Куджо, сидевший на краю кровати, слабо улыбнулся. Поправил подушку под головой Какёина.
Наклонился пониже к его лицу, застыл.
Отстранился.
Перемещаясь как можно тише, морской биолог добрался до кресла и занял его. Сложив руки на груди, он еще некоторое время напряженно рассматривал стену перед собой. А затем уснул.
Нориаки проснулся, когда в комнате было уже совсем светло. Испугавшись спросонья, он с трудом сообразил, где сейчас находится, и успокоился только тогда, когда увидел сидящего в кресле Джотаро. Художник оглянулся. Он… спал в чужой кровати? А почему Джотаро еще не спит? Почему не болит голова? Ему… не снились сны?..
Нориаки вскочил будто ужаленный, метнулся к Куджо, приготовившись извиняться за то, что занял кровать хозяина квартиры, и вдруг понял: морской биолог спал. Сидя ровно, опершись спиной о спинку кресла. Не полулежа. Не лежа. Сидя.

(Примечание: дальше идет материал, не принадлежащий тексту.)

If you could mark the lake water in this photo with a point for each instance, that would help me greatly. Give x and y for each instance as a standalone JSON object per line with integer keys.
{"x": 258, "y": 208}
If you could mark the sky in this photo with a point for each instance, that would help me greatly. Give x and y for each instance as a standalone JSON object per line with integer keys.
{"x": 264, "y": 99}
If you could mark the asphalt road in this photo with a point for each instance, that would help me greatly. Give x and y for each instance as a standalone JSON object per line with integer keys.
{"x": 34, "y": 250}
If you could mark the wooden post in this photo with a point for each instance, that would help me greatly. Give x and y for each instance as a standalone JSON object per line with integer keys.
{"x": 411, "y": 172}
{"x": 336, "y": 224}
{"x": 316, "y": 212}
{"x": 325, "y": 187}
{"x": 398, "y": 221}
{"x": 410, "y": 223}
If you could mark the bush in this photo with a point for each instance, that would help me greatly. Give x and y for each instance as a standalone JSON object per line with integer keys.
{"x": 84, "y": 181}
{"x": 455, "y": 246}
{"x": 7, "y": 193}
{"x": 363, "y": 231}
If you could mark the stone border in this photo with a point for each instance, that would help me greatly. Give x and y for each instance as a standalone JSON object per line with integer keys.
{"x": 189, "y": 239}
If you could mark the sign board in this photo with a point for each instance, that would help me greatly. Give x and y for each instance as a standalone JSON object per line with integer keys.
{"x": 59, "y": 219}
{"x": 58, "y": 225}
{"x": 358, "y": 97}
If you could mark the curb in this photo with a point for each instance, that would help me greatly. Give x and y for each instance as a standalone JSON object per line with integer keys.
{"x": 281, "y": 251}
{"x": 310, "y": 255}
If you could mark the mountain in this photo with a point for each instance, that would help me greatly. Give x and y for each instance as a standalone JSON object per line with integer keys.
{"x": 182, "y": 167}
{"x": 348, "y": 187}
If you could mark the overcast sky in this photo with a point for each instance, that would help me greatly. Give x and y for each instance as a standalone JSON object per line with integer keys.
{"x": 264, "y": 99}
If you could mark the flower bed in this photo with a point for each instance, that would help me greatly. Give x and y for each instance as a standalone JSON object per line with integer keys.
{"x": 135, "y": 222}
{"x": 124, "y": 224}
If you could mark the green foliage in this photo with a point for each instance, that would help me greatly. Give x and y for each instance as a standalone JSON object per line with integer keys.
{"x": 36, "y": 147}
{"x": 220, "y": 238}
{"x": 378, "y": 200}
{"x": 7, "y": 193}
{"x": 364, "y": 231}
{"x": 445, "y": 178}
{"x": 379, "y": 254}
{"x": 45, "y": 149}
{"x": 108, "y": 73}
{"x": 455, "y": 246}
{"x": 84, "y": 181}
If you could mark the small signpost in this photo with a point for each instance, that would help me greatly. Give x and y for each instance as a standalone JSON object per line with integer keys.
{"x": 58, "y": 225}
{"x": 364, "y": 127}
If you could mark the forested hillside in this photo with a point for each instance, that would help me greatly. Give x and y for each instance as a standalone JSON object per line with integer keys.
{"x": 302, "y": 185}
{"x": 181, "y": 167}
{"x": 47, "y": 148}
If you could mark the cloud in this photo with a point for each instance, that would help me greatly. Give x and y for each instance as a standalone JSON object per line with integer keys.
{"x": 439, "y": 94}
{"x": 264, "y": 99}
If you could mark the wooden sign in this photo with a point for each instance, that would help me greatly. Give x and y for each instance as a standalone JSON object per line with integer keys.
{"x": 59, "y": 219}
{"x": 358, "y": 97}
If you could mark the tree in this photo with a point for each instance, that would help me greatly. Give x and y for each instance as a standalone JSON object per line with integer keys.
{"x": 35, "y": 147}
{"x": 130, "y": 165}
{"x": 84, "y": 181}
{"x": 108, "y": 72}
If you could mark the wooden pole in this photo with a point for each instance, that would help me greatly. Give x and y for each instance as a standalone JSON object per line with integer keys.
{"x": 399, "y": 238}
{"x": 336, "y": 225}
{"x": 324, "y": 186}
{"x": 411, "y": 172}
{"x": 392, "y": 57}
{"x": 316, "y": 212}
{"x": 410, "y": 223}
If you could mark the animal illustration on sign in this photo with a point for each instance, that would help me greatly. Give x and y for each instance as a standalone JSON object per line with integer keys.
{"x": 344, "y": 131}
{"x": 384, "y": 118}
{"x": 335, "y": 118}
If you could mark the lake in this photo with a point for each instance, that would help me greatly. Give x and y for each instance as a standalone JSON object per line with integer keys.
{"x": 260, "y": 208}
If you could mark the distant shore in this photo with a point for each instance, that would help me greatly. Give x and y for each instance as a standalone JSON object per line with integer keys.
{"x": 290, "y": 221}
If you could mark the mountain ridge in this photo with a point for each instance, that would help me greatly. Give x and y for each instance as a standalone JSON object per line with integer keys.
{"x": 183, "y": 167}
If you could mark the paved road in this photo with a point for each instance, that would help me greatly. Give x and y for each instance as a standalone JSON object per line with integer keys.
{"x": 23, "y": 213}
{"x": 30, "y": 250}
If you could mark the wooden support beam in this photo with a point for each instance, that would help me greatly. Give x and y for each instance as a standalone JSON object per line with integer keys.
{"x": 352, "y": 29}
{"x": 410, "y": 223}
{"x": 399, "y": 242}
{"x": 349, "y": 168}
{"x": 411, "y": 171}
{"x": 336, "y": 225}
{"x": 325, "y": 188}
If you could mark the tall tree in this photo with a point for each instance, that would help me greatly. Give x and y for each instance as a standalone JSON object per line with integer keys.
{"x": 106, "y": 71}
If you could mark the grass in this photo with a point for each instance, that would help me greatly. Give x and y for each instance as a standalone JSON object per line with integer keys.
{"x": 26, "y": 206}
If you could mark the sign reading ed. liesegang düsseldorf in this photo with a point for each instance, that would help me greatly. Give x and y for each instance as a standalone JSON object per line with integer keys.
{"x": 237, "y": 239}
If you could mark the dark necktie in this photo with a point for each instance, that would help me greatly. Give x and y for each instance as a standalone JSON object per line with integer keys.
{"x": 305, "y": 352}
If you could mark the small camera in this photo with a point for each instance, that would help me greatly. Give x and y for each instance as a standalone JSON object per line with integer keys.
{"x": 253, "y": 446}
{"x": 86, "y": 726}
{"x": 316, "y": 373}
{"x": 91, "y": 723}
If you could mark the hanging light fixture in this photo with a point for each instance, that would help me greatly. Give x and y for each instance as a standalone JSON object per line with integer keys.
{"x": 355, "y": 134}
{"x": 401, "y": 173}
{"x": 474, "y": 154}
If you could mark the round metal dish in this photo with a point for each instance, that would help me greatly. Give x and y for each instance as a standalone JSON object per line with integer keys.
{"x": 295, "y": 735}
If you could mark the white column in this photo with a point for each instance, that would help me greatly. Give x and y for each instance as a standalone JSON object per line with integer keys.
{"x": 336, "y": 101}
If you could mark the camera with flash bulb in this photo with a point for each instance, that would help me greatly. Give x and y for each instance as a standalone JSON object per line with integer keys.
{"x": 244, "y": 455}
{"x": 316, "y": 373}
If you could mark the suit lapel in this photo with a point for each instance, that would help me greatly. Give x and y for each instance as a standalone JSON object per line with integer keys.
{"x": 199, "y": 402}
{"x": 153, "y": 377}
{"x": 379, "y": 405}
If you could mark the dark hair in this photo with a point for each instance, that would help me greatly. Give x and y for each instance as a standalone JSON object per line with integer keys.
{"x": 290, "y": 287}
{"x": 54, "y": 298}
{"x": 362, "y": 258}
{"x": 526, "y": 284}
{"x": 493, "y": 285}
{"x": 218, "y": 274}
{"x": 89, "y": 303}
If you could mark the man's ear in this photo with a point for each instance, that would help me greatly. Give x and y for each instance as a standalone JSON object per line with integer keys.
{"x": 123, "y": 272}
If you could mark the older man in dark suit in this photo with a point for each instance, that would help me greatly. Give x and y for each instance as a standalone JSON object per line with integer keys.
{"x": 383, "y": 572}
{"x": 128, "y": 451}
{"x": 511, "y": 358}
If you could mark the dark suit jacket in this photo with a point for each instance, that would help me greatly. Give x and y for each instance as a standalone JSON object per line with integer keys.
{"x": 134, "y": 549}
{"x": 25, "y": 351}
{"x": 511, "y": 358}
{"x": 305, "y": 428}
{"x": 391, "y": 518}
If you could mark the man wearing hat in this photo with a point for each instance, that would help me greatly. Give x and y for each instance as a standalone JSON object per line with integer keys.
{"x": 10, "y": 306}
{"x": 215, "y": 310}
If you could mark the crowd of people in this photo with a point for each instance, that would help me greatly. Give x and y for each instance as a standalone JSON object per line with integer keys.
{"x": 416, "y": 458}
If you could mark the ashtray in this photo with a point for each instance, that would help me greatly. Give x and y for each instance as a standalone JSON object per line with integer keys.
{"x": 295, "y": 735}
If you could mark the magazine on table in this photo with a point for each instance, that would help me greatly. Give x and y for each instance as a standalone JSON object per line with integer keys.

Художник, при мысли о том, что его сосед был вынужден находиться в таком положении из-за него, от стыда аж зарделся. Стоп. А как он вообще оказался в кровати? Какёин точно помнил, что до победного сидел в кресле.
Еще немного молча порассуждав, он покраснел пуще прежнего.
«Б-боже, как неловко… Что за ужас…» — он принялся заламывать руки, рассматривая спящего. «Да и что теперь делать? Тихо уйти? Подождать, пока он проснется?» — несколько минут внутреннего диалога привели его к первому варианту.
«Надо будет завтра как следует его отблагодарить, — Нориаки тихо вздохнул, — я даже неплохо выспался. Просто чудо какое-то. Ну, ладно…»
Художник, стараясь не создавать лишнего шума, направился к двери. Замер у самого выхода из комнаты.
Оглянулся.
Вернулся обратно к креслу с Куджо.
Наклонился и невесомо поцеловал парня в щеку.
«Думаю, ему было бы приятно?..» — старался мысленно оправдать себя художник, удаляясь быстро, но максимально беззвучно. «Ну, все-таки, это ведь не что-то плохое. И он многое для меня сделал…»
Через несколько минут в квартире Джотаро Куджо зазвенел будильник.